NHK talked on camera to another official of a resignation proxy company with the ingenious name of Mo Muri (I Just Can’t Anymore…) who defended his work and the young people who solicit their services by saying that the norm in Japan is thought to be lifetime employment, but many graduates now come to see, only weeks into their new jobs, that they aren’t going to be happy there and should leave as soon as possible so as to find a more suitable position. He said he often gets calls from former clients who are now working jobs that they like and who say they are glad they quit when they did. 

According to the labor ministry, in 2021, 32.3 percent of graduates quit their new jobs within three years, 24.5 percent within two years, and 12 percent within the year, thus demonstrating higher “job mobility” than in the past. And that may be a good thing, NHK suggests. A company that advises people on changing jobs told NHK that the main reason for people quitting has always been the same: insufficient pay. After that, the reasons, in order of declining frequency, are: don’t get along with colleagues, a poor environment for nurturing employees, a desire to do different work, and poor working hours. As one expert told NHK, most of these reasons point to the same problem, which is that employers don’t deal with employees in a direct, mutually beneficial manner, and the employee believes they have no choice but to quit, because they think working conditions and work assignments are inflexible. The expert also points out that Japan’s hallowed lifetime employment system has, for all intents and purposes, “collapsed,” even though it is still nominally held up as an ideal. As a result, new workers have come to see that toiling for the same employer forever is less important than maximizing one’s market value as a worker, and that requires broader experience, even if, on the surface, changing jobs for one’s own benefit is frowned upon. 

A professor of labor law points out that the labor shortage in Japan, which covers all industries, will likely continue, thus making it not only easy for workers to change jobs as they see fit, but compelling them to do so. What’s curious about his remarks is that he says it is “perfectly legal” to change jobs, thus implying that many graduates may actually think it is illegal to quit so soon after joining a company. The continued success of the resignation proxy business certainly indicates that new employees definitely think it is improper to quit, even though it is a basic human right to do so. In Japan, the institutionalization of the university recruitment process, not to mention the systemization of job orientation over time—which effectively but probably falsely gives workers the impression that the skills they’ve acquired on the job are peculiar to the corporate culture that cultivated them—has perverted the labor market, at least in comparison to other countries, where people freely change jobs in order to better themselves. That is the prime advantage to workers of a sellers’ market. 
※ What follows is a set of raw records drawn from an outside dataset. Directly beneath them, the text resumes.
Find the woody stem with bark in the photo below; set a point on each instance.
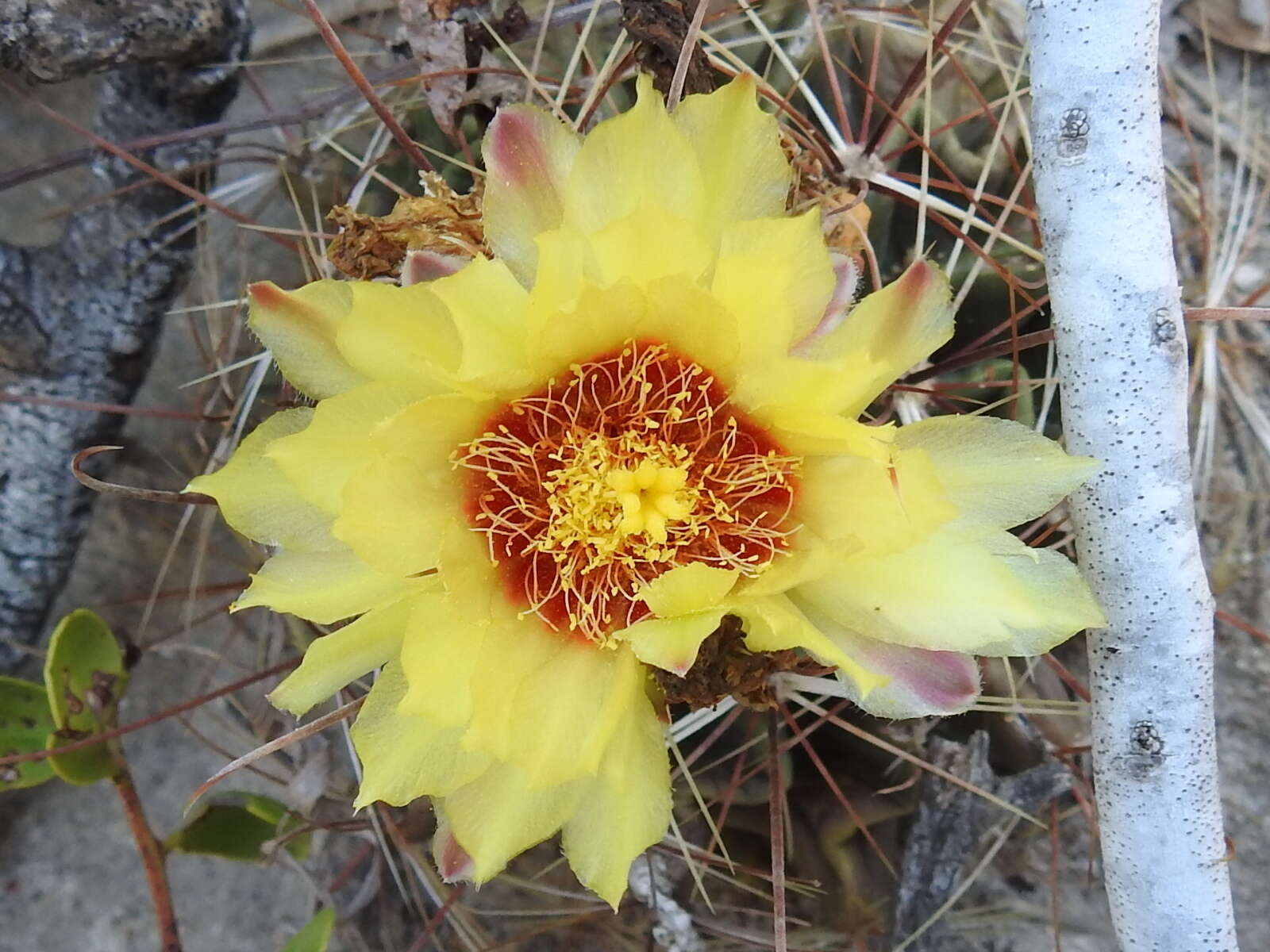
(1122, 355)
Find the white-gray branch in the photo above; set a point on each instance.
(1122, 353)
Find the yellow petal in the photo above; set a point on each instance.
(920, 683)
(438, 657)
(774, 624)
(471, 581)
(499, 816)
(671, 644)
(489, 311)
(529, 155)
(334, 660)
(319, 460)
(398, 334)
(398, 505)
(882, 508)
(687, 588)
(776, 277)
(257, 499)
(602, 321)
(625, 810)
(997, 471)
(633, 162)
(1054, 585)
(816, 433)
(321, 587)
(960, 589)
(649, 244)
(300, 328)
(554, 704)
(406, 757)
(738, 150)
(895, 328)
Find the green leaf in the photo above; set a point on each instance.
(84, 678)
(317, 933)
(25, 724)
(237, 825)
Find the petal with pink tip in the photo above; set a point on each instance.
(421, 267)
(298, 328)
(893, 329)
(921, 682)
(454, 862)
(529, 155)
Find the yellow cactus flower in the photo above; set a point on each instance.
(535, 479)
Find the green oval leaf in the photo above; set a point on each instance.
(237, 825)
(25, 721)
(84, 679)
(317, 933)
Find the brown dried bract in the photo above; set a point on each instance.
(725, 666)
(442, 221)
(660, 29)
(845, 215)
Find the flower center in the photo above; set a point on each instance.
(629, 466)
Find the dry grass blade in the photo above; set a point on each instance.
(308, 730)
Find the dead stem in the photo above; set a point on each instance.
(152, 856)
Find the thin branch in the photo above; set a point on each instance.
(152, 860)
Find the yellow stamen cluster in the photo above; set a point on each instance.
(630, 466)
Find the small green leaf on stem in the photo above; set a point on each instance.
(25, 723)
(238, 825)
(317, 933)
(84, 679)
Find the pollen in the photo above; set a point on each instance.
(633, 463)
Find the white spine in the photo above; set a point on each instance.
(1122, 355)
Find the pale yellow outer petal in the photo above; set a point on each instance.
(406, 757)
(895, 328)
(774, 624)
(499, 816)
(687, 588)
(880, 508)
(321, 587)
(529, 155)
(775, 276)
(319, 460)
(300, 328)
(625, 810)
(398, 505)
(398, 334)
(637, 160)
(1052, 581)
(649, 244)
(960, 589)
(996, 471)
(440, 657)
(334, 660)
(738, 150)
(489, 310)
(671, 644)
(257, 499)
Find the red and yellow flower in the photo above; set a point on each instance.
(535, 479)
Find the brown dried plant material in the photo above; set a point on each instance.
(441, 221)
(660, 29)
(845, 215)
(725, 666)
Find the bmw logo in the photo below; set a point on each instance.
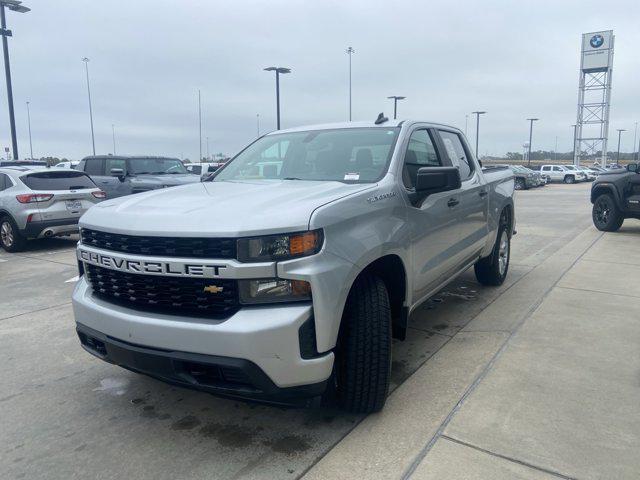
(596, 41)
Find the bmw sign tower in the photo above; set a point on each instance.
(594, 95)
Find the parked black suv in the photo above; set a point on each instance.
(615, 196)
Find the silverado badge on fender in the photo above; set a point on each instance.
(212, 289)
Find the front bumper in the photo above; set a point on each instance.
(267, 337)
(224, 376)
(50, 228)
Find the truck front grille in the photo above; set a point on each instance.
(196, 247)
(164, 294)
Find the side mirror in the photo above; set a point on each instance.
(437, 179)
(117, 172)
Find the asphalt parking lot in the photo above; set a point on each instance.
(68, 415)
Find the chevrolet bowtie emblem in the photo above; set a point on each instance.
(213, 289)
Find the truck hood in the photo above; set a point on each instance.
(225, 209)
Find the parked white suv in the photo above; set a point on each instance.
(563, 173)
(42, 202)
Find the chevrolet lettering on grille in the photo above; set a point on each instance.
(150, 267)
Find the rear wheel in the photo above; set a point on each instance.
(493, 269)
(605, 214)
(364, 351)
(10, 238)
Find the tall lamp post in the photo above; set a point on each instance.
(113, 137)
(15, 6)
(530, 120)
(29, 123)
(477, 114)
(86, 67)
(574, 143)
(620, 130)
(278, 71)
(349, 52)
(395, 104)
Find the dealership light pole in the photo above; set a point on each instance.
(350, 51)
(395, 104)
(574, 142)
(15, 6)
(635, 136)
(278, 71)
(29, 123)
(86, 67)
(620, 130)
(477, 114)
(199, 126)
(530, 120)
(113, 136)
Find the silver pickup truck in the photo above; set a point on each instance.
(284, 277)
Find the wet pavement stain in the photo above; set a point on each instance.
(234, 436)
(186, 423)
(289, 445)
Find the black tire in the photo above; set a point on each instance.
(363, 364)
(493, 269)
(10, 237)
(605, 214)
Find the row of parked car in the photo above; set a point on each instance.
(37, 201)
(540, 175)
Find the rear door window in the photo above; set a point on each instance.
(56, 180)
(93, 166)
(457, 154)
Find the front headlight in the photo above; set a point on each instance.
(273, 290)
(279, 247)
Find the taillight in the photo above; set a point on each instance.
(34, 197)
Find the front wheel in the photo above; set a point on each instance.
(605, 214)
(493, 269)
(363, 358)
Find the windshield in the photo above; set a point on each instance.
(355, 155)
(155, 165)
(56, 180)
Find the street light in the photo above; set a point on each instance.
(530, 120)
(113, 136)
(29, 123)
(278, 71)
(620, 130)
(86, 67)
(477, 114)
(13, 5)
(395, 104)
(349, 52)
(575, 128)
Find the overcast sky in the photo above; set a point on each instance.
(148, 59)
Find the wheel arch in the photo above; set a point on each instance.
(391, 270)
(603, 189)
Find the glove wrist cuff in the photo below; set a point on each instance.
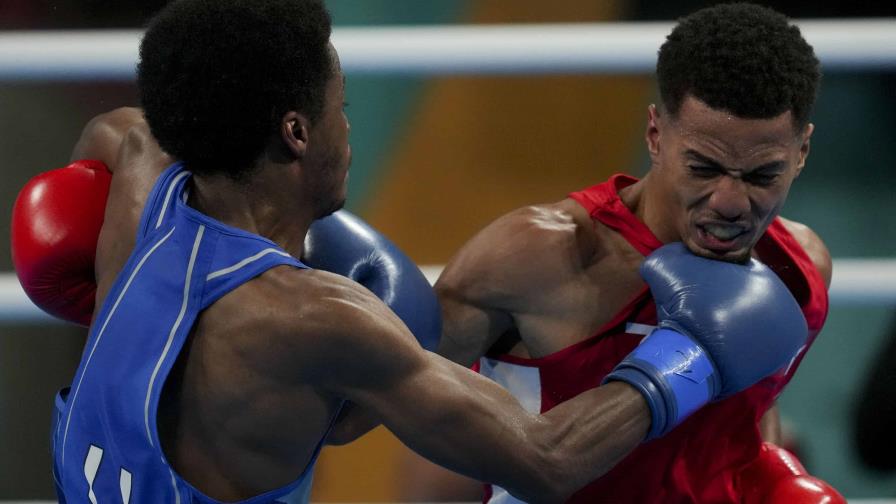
(673, 373)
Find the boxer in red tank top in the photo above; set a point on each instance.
(547, 299)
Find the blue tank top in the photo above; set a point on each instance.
(105, 444)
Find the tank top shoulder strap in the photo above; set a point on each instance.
(604, 205)
(158, 209)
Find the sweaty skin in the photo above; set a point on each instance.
(267, 365)
(709, 169)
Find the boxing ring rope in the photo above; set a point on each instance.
(856, 282)
(612, 48)
(619, 47)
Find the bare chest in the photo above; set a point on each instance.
(576, 308)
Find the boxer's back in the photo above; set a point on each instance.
(217, 426)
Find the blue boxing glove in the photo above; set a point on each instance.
(344, 244)
(722, 328)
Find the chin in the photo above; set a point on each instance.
(330, 209)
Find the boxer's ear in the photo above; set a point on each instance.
(294, 129)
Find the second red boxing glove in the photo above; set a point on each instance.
(56, 223)
(777, 477)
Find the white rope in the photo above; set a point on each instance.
(621, 47)
(856, 282)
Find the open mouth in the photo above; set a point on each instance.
(720, 238)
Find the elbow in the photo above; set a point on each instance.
(550, 481)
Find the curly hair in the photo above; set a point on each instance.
(742, 58)
(216, 76)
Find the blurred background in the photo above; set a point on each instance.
(435, 159)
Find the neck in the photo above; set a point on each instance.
(266, 205)
(647, 207)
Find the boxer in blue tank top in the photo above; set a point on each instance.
(217, 362)
(105, 439)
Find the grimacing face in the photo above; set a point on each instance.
(719, 180)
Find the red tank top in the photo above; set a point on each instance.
(698, 460)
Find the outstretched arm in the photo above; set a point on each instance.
(464, 421)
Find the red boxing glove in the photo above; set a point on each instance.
(56, 223)
(776, 476)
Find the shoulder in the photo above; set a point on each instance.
(103, 135)
(813, 245)
(533, 246)
(310, 320)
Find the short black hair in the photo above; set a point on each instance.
(216, 76)
(740, 57)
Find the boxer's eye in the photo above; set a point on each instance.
(703, 171)
(761, 179)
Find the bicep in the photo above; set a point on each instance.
(468, 330)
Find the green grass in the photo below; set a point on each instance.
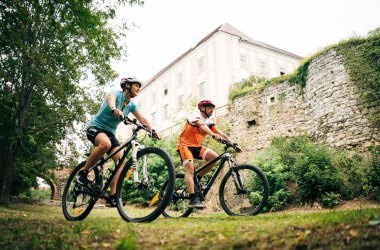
(37, 227)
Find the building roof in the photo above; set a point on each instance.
(229, 29)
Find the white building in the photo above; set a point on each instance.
(223, 57)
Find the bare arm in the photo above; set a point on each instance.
(111, 102)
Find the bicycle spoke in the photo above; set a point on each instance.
(178, 206)
(249, 196)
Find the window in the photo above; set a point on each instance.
(200, 66)
(153, 116)
(166, 115)
(263, 68)
(154, 98)
(243, 61)
(201, 90)
(165, 90)
(179, 79)
(180, 102)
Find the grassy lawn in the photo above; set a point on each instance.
(41, 227)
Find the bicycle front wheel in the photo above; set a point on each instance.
(248, 195)
(145, 200)
(77, 201)
(179, 201)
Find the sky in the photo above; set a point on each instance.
(163, 30)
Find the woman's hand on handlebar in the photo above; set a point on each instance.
(154, 134)
(117, 113)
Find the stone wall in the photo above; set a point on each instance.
(328, 109)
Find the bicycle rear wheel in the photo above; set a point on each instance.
(252, 195)
(145, 201)
(77, 201)
(179, 201)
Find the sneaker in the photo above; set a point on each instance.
(82, 177)
(195, 202)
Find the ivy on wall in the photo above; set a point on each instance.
(361, 56)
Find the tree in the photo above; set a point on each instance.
(46, 49)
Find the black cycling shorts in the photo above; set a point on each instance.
(92, 132)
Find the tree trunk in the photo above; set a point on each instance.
(11, 146)
(8, 163)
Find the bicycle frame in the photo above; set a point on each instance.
(131, 144)
(224, 157)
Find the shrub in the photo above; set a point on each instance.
(330, 199)
(300, 171)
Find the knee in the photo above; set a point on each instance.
(104, 146)
(189, 168)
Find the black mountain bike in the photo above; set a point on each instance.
(140, 193)
(244, 190)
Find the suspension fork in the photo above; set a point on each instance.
(136, 146)
(232, 164)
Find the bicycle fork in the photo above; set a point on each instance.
(135, 148)
(236, 177)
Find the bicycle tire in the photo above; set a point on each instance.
(144, 202)
(179, 201)
(73, 192)
(254, 197)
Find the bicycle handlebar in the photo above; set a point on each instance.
(230, 145)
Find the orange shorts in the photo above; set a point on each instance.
(188, 154)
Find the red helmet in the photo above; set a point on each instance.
(205, 103)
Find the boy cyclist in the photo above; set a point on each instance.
(101, 129)
(189, 146)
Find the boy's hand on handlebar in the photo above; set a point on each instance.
(117, 112)
(217, 137)
(236, 147)
(155, 135)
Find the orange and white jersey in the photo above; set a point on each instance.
(191, 134)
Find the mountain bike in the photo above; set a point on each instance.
(244, 190)
(140, 193)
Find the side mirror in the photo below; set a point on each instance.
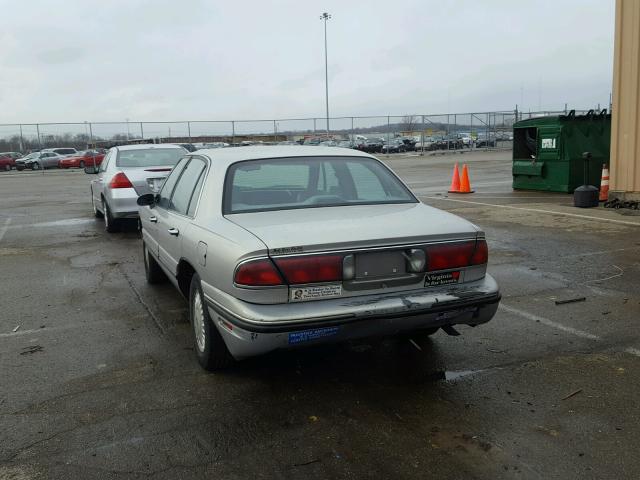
(148, 199)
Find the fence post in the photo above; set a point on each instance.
(448, 133)
(352, 133)
(388, 133)
(422, 138)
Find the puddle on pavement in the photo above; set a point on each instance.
(452, 375)
(63, 223)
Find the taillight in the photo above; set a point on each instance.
(456, 255)
(481, 254)
(311, 269)
(257, 273)
(120, 180)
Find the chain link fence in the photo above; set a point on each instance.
(378, 134)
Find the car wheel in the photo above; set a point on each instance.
(152, 270)
(97, 213)
(110, 223)
(208, 344)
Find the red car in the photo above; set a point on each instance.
(82, 159)
(7, 163)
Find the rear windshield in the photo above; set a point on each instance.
(281, 184)
(150, 157)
The thing is, even in Japan it has always been common for graduates to leave their new jobs early on. There was even a clever name for it: gogatsu-byo, or “the May affliction,” which describes the wave of resignations of new recruits that occur after the Golden Week holiday, during which these new recruits had the time and leisure to consider their circumstances and find them wanting. The reason the media is covering a similar situation now with such fervor is that the quitting is happening before Golden Week, but it shouldn’t be a cause for panic. It may simply mean that Japan’s labor environment is becoming more normal or, at least, rational.